Krankenversicherung
Die Krankenversicherung übernimmt einen wesentlichen Teil der Kosten für medizinische Behandlungen. Ihre Beiträge gehören zu den wichtigsten Abzügen vom Bruttogehalt.
Krankenversicherung 2026: Beiträge und Berechnung
Die Krankenversicherung schützt Versicherte vor den finanziellen Folgen von Krankheit, medizinischer Behandlung und längerer Arbeitsunfähigkeit. In Deutschland besteht grundsätzlich eine Pflicht zur Krankenversicherung. Die Absicherung erfolgt über die gesetzliche Krankenversicherung (GKV) oder eine private Krankenversicherung (PKV).
Wie hoch ist der Krankenversicherungsbeitrag 2026?
Der allgemeine Beitragssatz der gesetzlichen Krankenversicherung beträgt 2026:
14,6 Prozent des beitragspflichtigen Einkommens
zuzüglich des Zusatzbeitrags der gewählten Krankenkasse
Der vom Bundesgesundheitsministerium festgelegte durchschnittliche Zusatzbeitragssatz beträgt 2026 2,9 Prozent. Der tatsächlich erhobene Zusatzbeitrag kann je nach Krankenkasse höher oder niedriger ausfallen.
Arbeitnehmer und Arbeitgeber tragen den allgemeinen Beitrag sowie den Zusatzbeitrag grundsätzlich jeweils zur Hälfte. Bei einem Zusatzbeitrag von 2,9 Prozent beträgt der Arbeitnehmeranteil rechnerisch 8,75 Prozent.
Bis zu welchem Einkommen werden Beiträge erhoben?
Krankenversicherungsbeiträge werden nur bis zur Beitragsbemessungsgrenze berechnet. Diese beträgt 2026:
5.812,50 Euro im Monat
69.750 Euro im Jahr
Einkommen oberhalb dieser Grenze erhöht den Krankenversicherungsbeitrag nicht weiter.
Die Versicherungspflichtgrenze liegt 2026 bei 77.400 Euro jährlich. Arbeitnehmer mit einem regelmäßigen Einkommen oberhalb dieser Grenze können unter bestimmten Voraussetzungen zwischen einer freiwilligen Mitgliedschaft in der GKV und einer privaten Krankenversicherung wählen.
Beispiel zur Krankenversicherung
Ein Arbeitnehmer verdient monatlich 4.000 Euro brutto. Seine Krankenkasse erhebt einen Zusatzbeitrag von 3 Prozent.

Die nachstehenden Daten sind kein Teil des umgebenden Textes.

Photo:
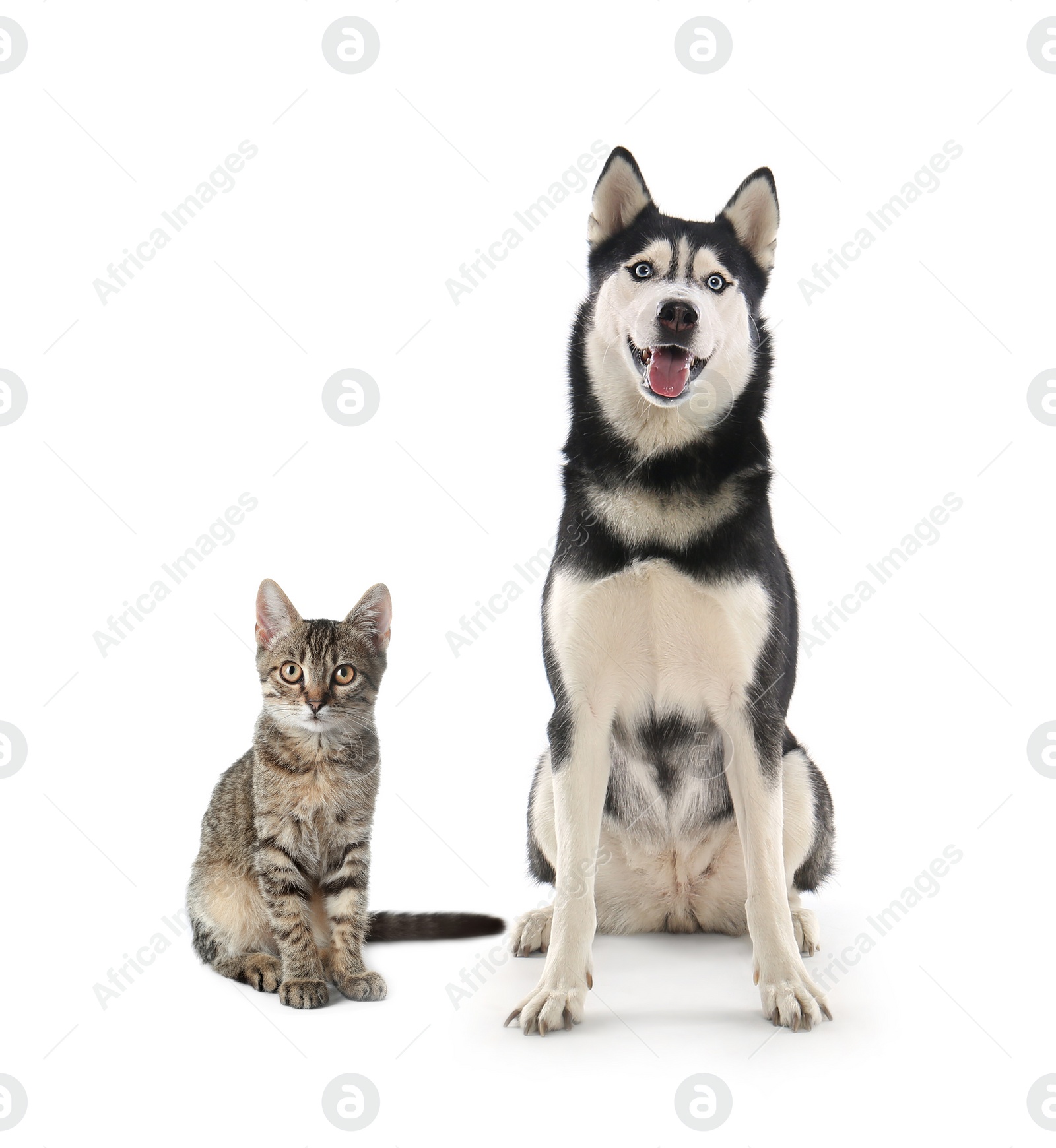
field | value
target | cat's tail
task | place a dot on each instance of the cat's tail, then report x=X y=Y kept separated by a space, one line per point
x=431 y=926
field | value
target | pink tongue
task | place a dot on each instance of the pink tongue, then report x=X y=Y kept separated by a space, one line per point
x=669 y=371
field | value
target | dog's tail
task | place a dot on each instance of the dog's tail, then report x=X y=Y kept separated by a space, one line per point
x=431 y=926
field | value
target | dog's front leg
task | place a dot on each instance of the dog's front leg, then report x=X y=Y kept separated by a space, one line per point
x=580 y=755
x=754 y=775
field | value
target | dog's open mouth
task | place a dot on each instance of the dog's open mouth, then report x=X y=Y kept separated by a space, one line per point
x=667 y=370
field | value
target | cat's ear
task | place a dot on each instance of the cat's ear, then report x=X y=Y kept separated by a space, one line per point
x=374 y=614
x=276 y=614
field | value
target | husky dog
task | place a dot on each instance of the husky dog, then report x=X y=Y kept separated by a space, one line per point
x=673 y=796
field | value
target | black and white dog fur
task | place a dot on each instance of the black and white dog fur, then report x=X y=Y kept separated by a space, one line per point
x=673 y=796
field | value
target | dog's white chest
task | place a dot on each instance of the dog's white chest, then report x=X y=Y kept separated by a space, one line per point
x=653 y=639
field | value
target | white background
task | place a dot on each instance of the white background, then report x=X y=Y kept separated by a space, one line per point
x=902 y=383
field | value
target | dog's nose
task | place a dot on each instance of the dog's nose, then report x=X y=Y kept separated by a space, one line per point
x=676 y=316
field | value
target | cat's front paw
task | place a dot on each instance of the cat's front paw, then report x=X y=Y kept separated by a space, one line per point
x=362 y=986
x=263 y=973
x=304 y=993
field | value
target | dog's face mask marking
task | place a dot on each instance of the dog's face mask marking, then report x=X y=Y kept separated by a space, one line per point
x=672 y=339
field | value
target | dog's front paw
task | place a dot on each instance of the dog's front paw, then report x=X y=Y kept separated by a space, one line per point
x=304 y=993
x=360 y=986
x=790 y=998
x=551 y=1006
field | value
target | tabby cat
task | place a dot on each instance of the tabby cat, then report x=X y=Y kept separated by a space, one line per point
x=279 y=890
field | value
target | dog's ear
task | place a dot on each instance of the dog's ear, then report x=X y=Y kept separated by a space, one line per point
x=620 y=197
x=754 y=214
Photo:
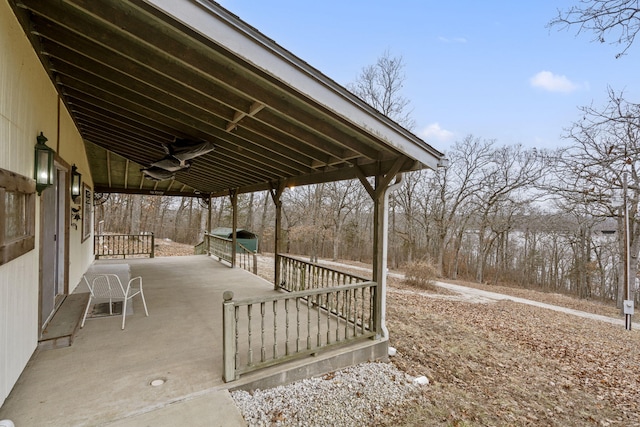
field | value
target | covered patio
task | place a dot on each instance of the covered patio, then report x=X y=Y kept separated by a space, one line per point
x=143 y=79
x=105 y=377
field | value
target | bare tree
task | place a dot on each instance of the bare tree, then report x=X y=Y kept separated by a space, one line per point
x=605 y=154
x=619 y=18
x=380 y=85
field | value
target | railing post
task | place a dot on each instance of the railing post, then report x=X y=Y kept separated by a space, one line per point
x=153 y=245
x=255 y=263
x=229 y=337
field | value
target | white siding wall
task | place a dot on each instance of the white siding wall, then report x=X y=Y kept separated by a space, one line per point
x=28 y=106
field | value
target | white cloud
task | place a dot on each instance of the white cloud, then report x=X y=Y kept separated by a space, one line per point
x=435 y=132
x=452 y=40
x=553 y=83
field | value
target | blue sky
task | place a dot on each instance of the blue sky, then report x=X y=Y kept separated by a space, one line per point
x=487 y=68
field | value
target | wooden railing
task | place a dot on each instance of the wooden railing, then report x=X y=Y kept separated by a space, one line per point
x=298 y=275
x=123 y=245
x=261 y=332
x=221 y=248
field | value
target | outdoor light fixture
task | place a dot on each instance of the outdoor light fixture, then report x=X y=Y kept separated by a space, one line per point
x=76 y=179
x=43 y=168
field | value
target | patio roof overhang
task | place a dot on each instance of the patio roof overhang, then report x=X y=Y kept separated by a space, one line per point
x=135 y=75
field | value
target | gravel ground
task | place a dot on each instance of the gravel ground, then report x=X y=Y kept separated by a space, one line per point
x=366 y=394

Der gesamte Beitragssatz beträgt damit 17,6 Prozent. Arbeitnehmer und Arbeitgeber übernehmen jeweils 8,8 Prozent.
Der Arbeitnehmeranteil beträgt:
4.000 Euro × 8,8 Prozent = 352 Euro
Vom Bruttogehalt werden somit 352 Euro für die Krankenversicherung abgezogen. Die Beiträge zur Pflegeversicherung werden zusätzlich berechnet.
Unterschied zwischen GKV und PKV
In der gesetzlichen Krankenversicherung richtet sich der Beitrag grundsätzlich nach dem beitragspflichtigen Einkommen. Ehepartner und Kinder können unter bestimmten Voraussetzungen beitragsfrei familienversichert werden.
In der privaten Krankenversicherung hängt der Beitrag dagegen unter anderem vom Eintrittsalter, Gesundheitszustand, Leistungsumfang und gewählten Tarif ab. Familienangehörige benötigen jeweils einen eigenen Versicherungsvertrag.
Welche Leistungen übernimmt die Krankenversicherung?
Zu den typischen Leistungen gehören:
ambulante und stationäre Behandlungen
ärztlich verordnete Medikamente
Vorsorge- und Früherkennungsuntersuchungen
Krankengeld bei längerer Arbeitsunfähigkeit
Leistungen rund um Schwangerschaft und Geburt
Die gesetzlichen Krankenkassen müssen die vorgeschriebenen Regelleistungen anbieten. Bei Zusatzleistungen und privaten Tarifen kann sich der Leistungsumfang unterscheiden.